Gifts between Government and Contractor employees
Basic ethics rules state that government employees may not accept gifts from “prohibited sources,” defined as any person or non-federal entity currently doing business with or seeking to do business with the federal government. In addition, gifts from any source offered because of a government employee’s official position cannot be accepted. However, in limited circumstances, government employees may accept gifts from contractors and other outside sources. Gifts from prohibited sources must never exceed $20 per gift or $50 per year. This is often referred to as the “20/50 rule.” Under no circumstances is the giving of cash permissible, even via a gift card (however, a gift card from a specific vendor, such as Starbucks, is permissible as long as it is within the limitations of the 20/50 rule).

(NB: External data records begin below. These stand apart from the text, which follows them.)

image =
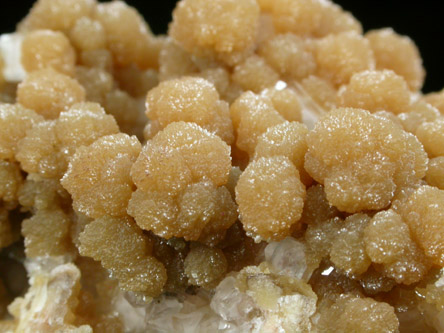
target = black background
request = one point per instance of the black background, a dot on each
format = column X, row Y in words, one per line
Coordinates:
column 423, row 21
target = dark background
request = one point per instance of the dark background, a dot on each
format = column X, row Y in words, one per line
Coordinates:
column 423, row 21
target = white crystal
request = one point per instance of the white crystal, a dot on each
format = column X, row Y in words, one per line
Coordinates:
column 133, row 317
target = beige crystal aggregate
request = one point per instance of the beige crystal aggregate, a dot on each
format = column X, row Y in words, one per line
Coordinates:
column 48, row 92
column 398, row 53
column 279, row 194
column 48, row 49
column 98, row 175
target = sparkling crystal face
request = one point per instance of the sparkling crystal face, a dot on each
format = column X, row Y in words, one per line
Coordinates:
column 265, row 166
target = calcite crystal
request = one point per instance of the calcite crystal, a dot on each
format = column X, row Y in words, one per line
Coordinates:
column 264, row 167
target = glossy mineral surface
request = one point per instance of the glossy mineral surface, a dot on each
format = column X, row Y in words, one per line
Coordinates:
column 266, row 166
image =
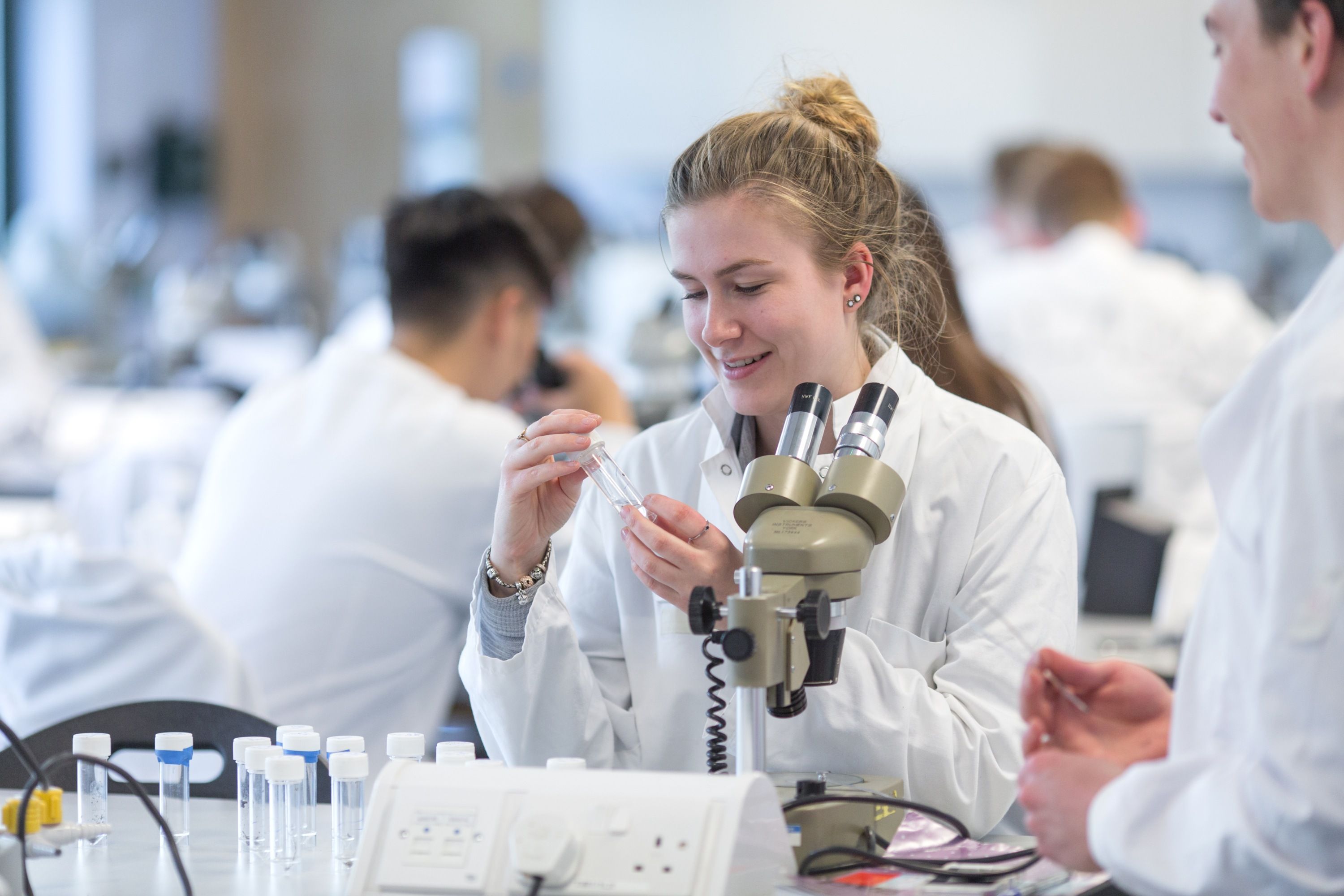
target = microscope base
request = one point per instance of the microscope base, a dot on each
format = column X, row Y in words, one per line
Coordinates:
column 812, row 828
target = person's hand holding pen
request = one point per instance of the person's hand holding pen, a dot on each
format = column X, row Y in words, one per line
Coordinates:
column 1111, row 710
column 1086, row 723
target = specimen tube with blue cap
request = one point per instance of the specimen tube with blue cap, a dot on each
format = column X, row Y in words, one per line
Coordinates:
column 174, row 751
column 307, row 746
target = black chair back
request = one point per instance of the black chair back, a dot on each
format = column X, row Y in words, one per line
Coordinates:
column 134, row 726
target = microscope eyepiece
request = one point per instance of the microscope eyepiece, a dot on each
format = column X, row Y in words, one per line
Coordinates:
column 806, row 424
column 866, row 431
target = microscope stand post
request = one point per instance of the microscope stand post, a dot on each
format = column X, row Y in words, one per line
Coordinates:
column 750, row 754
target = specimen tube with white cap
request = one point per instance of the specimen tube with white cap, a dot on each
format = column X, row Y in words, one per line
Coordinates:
column 258, row 798
column 241, row 746
column 607, row 476
column 307, row 746
column 349, row 773
column 406, row 745
column 174, row 751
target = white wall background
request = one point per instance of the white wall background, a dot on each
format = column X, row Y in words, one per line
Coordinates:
column 628, row 85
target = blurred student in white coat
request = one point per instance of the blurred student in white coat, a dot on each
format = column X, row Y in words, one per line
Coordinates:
column 1236, row 784
column 1007, row 228
column 788, row 238
column 27, row 382
column 345, row 509
column 1108, row 332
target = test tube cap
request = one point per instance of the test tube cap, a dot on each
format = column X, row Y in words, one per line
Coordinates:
column 349, row 765
column 92, row 745
column 242, row 743
column 345, row 743
column 460, row 751
column 304, row 741
column 285, row 769
column 566, row 763
column 405, row 743
column 172, row 741
column 256, row 758
column 283, row 730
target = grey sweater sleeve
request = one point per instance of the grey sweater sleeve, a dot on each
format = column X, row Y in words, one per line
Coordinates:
column 500, row 621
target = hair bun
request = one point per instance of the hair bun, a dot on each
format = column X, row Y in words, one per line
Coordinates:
column 830, row 101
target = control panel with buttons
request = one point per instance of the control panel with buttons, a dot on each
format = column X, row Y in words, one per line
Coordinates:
column 447, row 829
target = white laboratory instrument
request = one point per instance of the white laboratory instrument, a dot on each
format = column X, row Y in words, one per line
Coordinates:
column 447, row 829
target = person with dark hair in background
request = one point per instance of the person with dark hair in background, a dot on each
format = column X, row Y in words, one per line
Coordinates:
column 343, row 509
column 1236, row 784
column 570, row 378
column 1007, row 228
column 955, row 361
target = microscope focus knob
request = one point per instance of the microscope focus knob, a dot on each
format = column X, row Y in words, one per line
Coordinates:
column 815, row 614
column 703, row 610
column 738, row 645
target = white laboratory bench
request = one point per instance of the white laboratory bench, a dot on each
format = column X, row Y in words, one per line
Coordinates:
column 134, row 863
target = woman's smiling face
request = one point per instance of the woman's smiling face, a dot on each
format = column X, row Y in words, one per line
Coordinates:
column 760, row 310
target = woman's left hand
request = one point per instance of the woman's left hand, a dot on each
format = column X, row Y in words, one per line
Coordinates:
column 667, row 560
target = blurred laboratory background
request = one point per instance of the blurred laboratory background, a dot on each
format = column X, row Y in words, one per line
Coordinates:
column 194, row 194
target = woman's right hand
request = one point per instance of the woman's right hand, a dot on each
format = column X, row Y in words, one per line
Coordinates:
column 537, row 492
column 1128, row 718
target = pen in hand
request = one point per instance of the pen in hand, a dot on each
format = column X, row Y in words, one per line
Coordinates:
column 1065, row 691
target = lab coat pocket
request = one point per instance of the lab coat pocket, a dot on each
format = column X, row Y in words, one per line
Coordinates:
column 908, row 650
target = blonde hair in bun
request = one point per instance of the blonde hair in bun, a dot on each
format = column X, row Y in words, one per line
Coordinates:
column 815, row 158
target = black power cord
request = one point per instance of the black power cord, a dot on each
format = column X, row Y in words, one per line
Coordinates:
column 717, row 750
column 926, row 867
column 65, row 759
column 23, row 753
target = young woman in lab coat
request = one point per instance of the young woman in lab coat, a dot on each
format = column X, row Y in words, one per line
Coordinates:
column 787, row 236
column 1236, row 784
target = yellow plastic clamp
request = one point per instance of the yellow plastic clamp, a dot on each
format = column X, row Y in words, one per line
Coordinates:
column 52, row 810
column 11, row 816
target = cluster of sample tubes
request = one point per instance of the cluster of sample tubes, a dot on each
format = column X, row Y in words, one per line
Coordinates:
column 277, row 786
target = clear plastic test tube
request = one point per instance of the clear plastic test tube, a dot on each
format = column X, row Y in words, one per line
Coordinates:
column 307, row 746
column 406, row 745
column 608, row 477
column 455, row 753
column 174, row 751
column 258, row 805
column 285, row 794
column 244, row 790
column 92, row 784
column 345, row 743
column 349, row 773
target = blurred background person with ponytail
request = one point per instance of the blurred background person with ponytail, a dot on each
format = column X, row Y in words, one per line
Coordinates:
column 793, row 248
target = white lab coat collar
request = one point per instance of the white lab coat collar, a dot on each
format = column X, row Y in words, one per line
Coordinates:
column 894, row 369
column 1096, row 237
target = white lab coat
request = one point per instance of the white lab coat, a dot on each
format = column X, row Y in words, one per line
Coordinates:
column 27, row 382
column 82, row 632
column 340, row 521
column 1104, row 331
column 979, row 574
column 1250, row 797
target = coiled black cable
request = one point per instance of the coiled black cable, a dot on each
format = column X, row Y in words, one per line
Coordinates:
column 717, row 751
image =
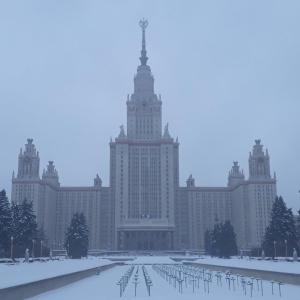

Other exceptions to the general gift giving guidelines exist. For example, gifts motivated by a genuine personal or family relationship are acceptable on a much broader basis. Also, certain items are not classified as gifts, such as greeting cards and modest items of food and refreshment like coffee and donuts. There are many other requirements and exceptions, and it’s always a good idea to consult with an ethics counselor before deviating from the general rules.
Whether you think the holiday season begins the day after Thanksgiving or the day Army & Air Force Exchange Service puts up its first Christmas tree, being mindful of the ethical guidelines ensures everyone in the AEDC family at Arnold is able to enjoy the holiday fun!